10 Excellent Reasons Not to Join the Military is a short 150 page book that provides just enough background information to explain to those considering joining the military why they should not and to provide a reminder to those against the war that we have a duty to begin “resisting” the military via well-organized counter-recruitment work. The book incorporates essays from ten different authors, including Cindy Sheehan, who provides a brief introduction to the book and who contributed the first reason not to join the military—“You may be killed.” The other nine reasons not to join the military—all of which correspond with essays in the book—are “you may kill others who do not deserve to die” (examining civilian casualties in Iraq), “you may be injured” (looking at the numbers of soldiers injured in Iraq), “you may not receive proper medical care” (examining at the military’s treatment of veterans), “you may suffer long-term health problems” (looking at the instances of long-term health problems among veterans), “you may be lied to” (focusing on lies told by recruiters), “you may face discrimination” (looking at discrimination within the military), “you may find it difficult to leave the military” (an examination of the “stop loss” policies), and that “you have other choices” (a brief examination of alternatives to the military).
All of the essays in the book make decent—albeit brief—arguments as to why one should not join the military, and indeed the book as a whole is convincing. However, it is the information on the military’s recruiting efforts and treatment of veterans that is probably the most important as it provides tools that can be used for those doing counter-recruitment work. These issues are first raised in Adele Kubein’s essay “You may not receive proper medical care” in which Kubein writes about the trouble her daughter had in getting treatment for lyme disease while in the National Guard and her discovery that since all states do no have treatment facilities in state, people must travel to other states (in her case from Oregon to Colorado) to gain treatment. Kuebein also reveals that the Guard and Reserve have no long-term health care plan if you are injured, maimed, or disabled while in service. She also cites an October 2005 article in the Washington Post that describes how one soldier who lost his arm in Iraq was forced to pay the military $2,200 for travel expenses related to the military’s treatment of his injury. Tod Ensign continues on this theme and discusses the exposure of Gulf War veterans to depleted uranium weapons and residue from destroyed chemical weapons at Khamisyiah as well as the numbers of Iraq veterans who are now suffering from Post-Traumatic Stress Disorder. Ensign also describes how in 1950 the United States Supreme Court ruled that the military can never be held liable for injuries suffered while on active duty no matter how negligent its conduct.
Despite the reality of the military, recruiters continue to push military service on young people in the United States, especially targeting low-income youth and youth of color according to statistics presented in the book.

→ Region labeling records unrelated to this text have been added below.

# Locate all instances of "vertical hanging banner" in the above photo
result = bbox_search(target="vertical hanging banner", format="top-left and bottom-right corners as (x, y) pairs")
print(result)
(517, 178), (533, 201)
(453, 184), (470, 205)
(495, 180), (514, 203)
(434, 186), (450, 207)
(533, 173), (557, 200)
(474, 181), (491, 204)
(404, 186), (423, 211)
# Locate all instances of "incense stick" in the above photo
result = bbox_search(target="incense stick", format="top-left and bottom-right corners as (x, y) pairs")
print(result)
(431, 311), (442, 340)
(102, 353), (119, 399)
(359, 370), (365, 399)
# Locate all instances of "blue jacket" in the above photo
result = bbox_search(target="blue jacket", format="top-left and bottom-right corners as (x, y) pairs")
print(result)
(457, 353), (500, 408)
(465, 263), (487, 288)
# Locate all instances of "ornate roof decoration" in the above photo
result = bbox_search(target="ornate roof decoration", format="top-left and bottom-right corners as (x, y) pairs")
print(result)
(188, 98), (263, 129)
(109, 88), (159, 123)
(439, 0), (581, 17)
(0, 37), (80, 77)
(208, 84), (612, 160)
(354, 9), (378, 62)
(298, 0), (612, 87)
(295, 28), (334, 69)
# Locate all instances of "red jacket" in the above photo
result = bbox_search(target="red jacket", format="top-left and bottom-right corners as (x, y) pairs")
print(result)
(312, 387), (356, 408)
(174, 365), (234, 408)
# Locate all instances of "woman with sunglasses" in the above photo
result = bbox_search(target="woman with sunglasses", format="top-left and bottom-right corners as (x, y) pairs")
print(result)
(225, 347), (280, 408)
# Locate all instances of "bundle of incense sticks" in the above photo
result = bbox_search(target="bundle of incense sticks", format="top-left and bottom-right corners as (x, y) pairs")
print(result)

Indeed, two-thirds of recruits in 2004 came from counties with median household incomes below the median with many being convinced that the military will provide money for college. According to a 2000 government report, 33% of males and 15% of women join the military for college money and money for college remains one of the biggest advantages of military promoted by the Pentagon’s $4 billion recruiting budget. However, the reality is that successfully obtaining money for college from the military is difficult. Qualifications for the GI Bill—one of the most talked about assistance programs—include a nonrefundable contribution of $100 dollars a month for the first year of service, three years of service, and an honorable discharge. If these criterion are met, soldiers then receive $985 a month for a maximum of 36 months or $32,000 total—an amount that rarely will cover tuition at state universities. Moreover, only 15% of those receiving the GI Bill are able to obtain their 4-year degree and to receive the $50,000 touted by the Army, one must sign up for infantry, armor, or artillery. Despite the dangers involved in military service and the reality that half of the new recruiters going through Fort Benning will be deployed to Iraq or Afghanistan thirty days after enlistment, recruiters downplay the danger of the military and occasionally makes statements like “you could get shot—god forbid—in front of your apartment” while emphasizing that “more people were killed last week in New York City than in Iraq.” Recruiters frequently make promises to new recruiters that they do not keep and indeed are not required to keep unless they are obtained in writing, and even then, enlistment provisions can be changed as the Department of Defense’s enlistment contract states that “laws and regulations that govern military personnel may change without notice to me, such changes may affect my status, pay, allowances, benefits, and responsibilities.”
While short on content, the book is excellent in that it can be easily read in an hour or so and it is written in an engaging and conversational manner. The book could certainly be read by high school students being targeted in their schools by military recruiters and indeed some of the essays would be worthwhile reading in the state of Michigan’s mandated “government” classes. Additionally, the book contains a list of alternative resources for those who heed the book’s advice and chose not to join the military, with a reasonably detailed list of sources for scholarships, job training, and other such programs. Aside from an occasional lack of detail, the only thing lacking in the book is a strong focus on students organizing against military recruiters in their school, as such a focus could have provided inspiration to the younger audience that will likely be reading the book.
Elizabeth Weill-Greenberg, ed. 10 Excellent Reasons Not to Join the Military, (The New Press, 2006).